On Monday, California Governor Gavin Newsom signed the Transparency in Frontier Synthetic Intelligence Act into legislation, requiring AI firms to reveal their security practices whereas stopping in need of mandating precise security testing. The legislation requires firms with annual revenues of not less than $500 million to publish security protocols on their web sites and report incidents to state authorities, but it surely lacks the stronger enforcement tooth of the invoice Newsom vetoed final yr after tech firms lobbied closely towards it.
The laws, S.B. 53, replaces Senator Scott Wiener’s earlier try at AI regulation, often known as S.B. 1047, that may have required security testing and “kill switches” for AI programs. As a substitute, the brand new legislation asks firms to explain how they incorporate “nationwide requirements, worldwide requirements, and industry-consensus finest practices” into their AI improvement, with out specifying what these requirements are or requiring unbiased verification.
“California has confirmed that we are able to set up rules to guard our communities whereas additionally guaranteeing that the rising AI {industry} continues to thrive,” Newsom stated in a press release, although the legislation’s precise protecting measures stay largely voluntary past fundamental reporting necessities.
Based on the California state authorities, the state homes 32 of the world’s prime 50 AI firms, and greater than half of world enterprise capital funding for AI and machine studying startups went to Bay Space firms final yr. So whereas the just lately signed invoice is state-level laws, what occurs in California AI regulation can have a a lot wider affect, each by legislative precedent and by affecting firms that craft AI programs used around the globe.

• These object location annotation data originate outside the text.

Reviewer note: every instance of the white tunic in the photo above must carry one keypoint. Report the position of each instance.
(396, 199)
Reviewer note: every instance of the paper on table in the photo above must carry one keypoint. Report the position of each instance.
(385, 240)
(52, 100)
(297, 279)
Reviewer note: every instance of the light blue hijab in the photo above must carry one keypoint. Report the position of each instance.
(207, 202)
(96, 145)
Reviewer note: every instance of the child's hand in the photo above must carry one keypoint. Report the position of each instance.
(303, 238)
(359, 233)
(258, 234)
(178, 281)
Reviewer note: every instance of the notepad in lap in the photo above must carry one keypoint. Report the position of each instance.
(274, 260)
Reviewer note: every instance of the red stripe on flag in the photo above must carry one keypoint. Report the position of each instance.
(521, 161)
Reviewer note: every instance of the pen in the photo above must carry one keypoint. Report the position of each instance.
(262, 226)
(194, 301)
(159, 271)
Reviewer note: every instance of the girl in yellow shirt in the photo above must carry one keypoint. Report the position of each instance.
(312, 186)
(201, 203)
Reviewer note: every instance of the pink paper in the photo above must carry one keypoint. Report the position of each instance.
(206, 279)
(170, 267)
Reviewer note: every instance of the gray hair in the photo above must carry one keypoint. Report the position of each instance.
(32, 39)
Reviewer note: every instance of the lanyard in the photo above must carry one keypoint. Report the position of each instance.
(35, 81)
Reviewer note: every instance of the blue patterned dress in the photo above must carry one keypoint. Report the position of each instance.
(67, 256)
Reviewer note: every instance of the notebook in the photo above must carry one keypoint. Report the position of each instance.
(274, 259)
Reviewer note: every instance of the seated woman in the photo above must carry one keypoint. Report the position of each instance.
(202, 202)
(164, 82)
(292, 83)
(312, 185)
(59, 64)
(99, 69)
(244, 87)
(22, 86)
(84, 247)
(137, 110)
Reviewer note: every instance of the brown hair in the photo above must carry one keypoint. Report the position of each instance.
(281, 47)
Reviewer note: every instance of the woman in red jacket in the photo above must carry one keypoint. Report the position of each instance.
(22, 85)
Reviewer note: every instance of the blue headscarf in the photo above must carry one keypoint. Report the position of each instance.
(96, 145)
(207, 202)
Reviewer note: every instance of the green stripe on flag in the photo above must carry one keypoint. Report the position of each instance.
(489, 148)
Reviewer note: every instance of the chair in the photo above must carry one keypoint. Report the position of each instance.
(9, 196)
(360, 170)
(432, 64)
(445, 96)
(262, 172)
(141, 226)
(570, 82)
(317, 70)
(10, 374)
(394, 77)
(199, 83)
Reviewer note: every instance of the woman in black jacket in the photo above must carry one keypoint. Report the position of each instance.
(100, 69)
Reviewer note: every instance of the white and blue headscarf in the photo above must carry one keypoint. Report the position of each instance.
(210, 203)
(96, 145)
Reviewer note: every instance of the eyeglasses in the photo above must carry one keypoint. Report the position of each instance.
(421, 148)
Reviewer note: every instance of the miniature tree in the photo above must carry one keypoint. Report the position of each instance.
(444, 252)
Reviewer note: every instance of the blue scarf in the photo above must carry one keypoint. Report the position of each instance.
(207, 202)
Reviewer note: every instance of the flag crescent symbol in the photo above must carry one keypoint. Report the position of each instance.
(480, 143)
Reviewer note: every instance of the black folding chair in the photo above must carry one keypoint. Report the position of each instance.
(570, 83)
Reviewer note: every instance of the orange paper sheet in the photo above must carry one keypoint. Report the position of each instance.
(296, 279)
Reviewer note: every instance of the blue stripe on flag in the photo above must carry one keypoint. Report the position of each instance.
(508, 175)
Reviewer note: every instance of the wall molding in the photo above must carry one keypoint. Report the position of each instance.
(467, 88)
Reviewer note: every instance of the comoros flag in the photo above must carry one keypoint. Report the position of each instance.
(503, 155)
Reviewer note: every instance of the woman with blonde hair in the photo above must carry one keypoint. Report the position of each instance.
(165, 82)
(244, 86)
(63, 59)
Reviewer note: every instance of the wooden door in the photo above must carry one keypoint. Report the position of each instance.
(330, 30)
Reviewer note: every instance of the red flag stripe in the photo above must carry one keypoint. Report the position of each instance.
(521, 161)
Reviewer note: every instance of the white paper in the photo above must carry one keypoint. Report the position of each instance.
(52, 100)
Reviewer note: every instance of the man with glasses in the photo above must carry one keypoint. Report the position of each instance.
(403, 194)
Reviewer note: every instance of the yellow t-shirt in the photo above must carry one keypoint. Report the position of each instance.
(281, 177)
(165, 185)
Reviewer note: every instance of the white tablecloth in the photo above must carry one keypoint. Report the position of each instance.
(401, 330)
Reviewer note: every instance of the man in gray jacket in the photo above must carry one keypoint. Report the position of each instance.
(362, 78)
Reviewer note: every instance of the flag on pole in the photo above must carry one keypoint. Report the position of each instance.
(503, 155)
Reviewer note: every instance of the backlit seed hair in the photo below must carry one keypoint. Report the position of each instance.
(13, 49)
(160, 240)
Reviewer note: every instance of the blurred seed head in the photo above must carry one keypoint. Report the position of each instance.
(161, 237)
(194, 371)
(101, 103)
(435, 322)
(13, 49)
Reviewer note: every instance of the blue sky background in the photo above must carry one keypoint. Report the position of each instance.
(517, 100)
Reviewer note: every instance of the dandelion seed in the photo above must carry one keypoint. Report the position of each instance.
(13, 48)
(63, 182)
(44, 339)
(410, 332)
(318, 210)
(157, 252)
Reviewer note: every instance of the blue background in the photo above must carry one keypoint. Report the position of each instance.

Transparency as an alternative of testing
The place the vetoed SB 1047 would have mandated security testing and kill switches for AI programs, the brand new legislation focuses on disclosure. Corporations should report what the state calls “potential essential security incidents” to California’s Workplace of Emergency Companies and supply whistleblower protections for workers who increase security considerations. The legislation defines catastrophic threat narrowly as incidents probably inflicting 50+ deaths or $1 billion in harm by weapons help, autonomous felony acts, or lack of management. The lawyer basic can levy civil penalties of as much as $1 million per violation for noncompliance with these reporting necessities.